Chip wrote:I would guess that so called "Darjeeling tea" sold in a canister from Iran sold in a Persian market would contain generic leaf.
Also given that much more Darjeeling tea is sold each year than is produced (yes, think about this and it is true), this is more likely a blend including Nilgiri, Nepal, Sikkim and Darjeeling teas.
It's hard to know if a package of tea is all Darjeeling leaf. In this case, you have the logo. But, I wouldn't assume it is not Darjeeling as this tea is exported all over the world and India and Iran are not that far away from each other.

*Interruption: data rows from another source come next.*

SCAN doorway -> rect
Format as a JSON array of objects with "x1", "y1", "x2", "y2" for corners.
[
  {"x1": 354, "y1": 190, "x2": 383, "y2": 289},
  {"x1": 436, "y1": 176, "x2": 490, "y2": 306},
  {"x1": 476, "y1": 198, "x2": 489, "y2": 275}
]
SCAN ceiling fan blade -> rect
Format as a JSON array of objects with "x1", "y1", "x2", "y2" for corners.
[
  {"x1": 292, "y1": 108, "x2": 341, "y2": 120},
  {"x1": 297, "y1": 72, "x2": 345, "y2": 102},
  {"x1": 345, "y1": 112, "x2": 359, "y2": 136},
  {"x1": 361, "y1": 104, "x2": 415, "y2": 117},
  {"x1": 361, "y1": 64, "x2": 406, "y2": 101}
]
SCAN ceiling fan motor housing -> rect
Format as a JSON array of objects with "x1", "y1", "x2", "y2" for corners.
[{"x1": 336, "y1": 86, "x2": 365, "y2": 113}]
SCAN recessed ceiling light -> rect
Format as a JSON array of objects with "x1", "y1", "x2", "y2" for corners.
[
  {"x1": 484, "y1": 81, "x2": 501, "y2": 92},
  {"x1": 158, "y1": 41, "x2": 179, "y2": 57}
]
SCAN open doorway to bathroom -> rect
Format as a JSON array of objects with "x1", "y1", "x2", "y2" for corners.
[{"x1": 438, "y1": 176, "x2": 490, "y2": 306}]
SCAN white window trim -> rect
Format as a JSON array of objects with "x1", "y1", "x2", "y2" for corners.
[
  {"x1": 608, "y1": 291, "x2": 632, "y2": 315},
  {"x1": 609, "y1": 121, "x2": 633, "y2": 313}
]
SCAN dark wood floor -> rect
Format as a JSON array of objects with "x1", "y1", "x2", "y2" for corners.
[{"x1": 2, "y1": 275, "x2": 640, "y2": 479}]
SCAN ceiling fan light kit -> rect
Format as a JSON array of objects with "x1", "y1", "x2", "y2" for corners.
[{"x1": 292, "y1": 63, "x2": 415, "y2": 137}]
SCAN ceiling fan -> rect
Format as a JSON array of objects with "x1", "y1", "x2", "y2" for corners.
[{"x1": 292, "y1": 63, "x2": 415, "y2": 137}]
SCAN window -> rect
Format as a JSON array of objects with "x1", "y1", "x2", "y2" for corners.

When I was in Darjeeling, sellers talked about the problem of mixing tea and labeling it Darjeeling, but, they were referring to the practice of some tea gardens to take tea grown in the lowlands at the foot of the mountains that lead to Darjeeling and blend them with their own leaf thereby creating more quantity. Makaibari and some other 'big' growers were often mentioned in conjunction with this practice. I have no way of knowing the truth of this but heard it spoken of. In any case, it's usually better to buy the teas from the smaller gardens and from the higher altitudes.
Also, Nepal and Sikkim teas are virtually the same as Darjeeling. Of course, quality will vary from garden to garden but cultivar, altitude, and, weather are pretty much identical. They are all right next to each other on the map. Take away the names and it's all one region. It's quite a big growing area.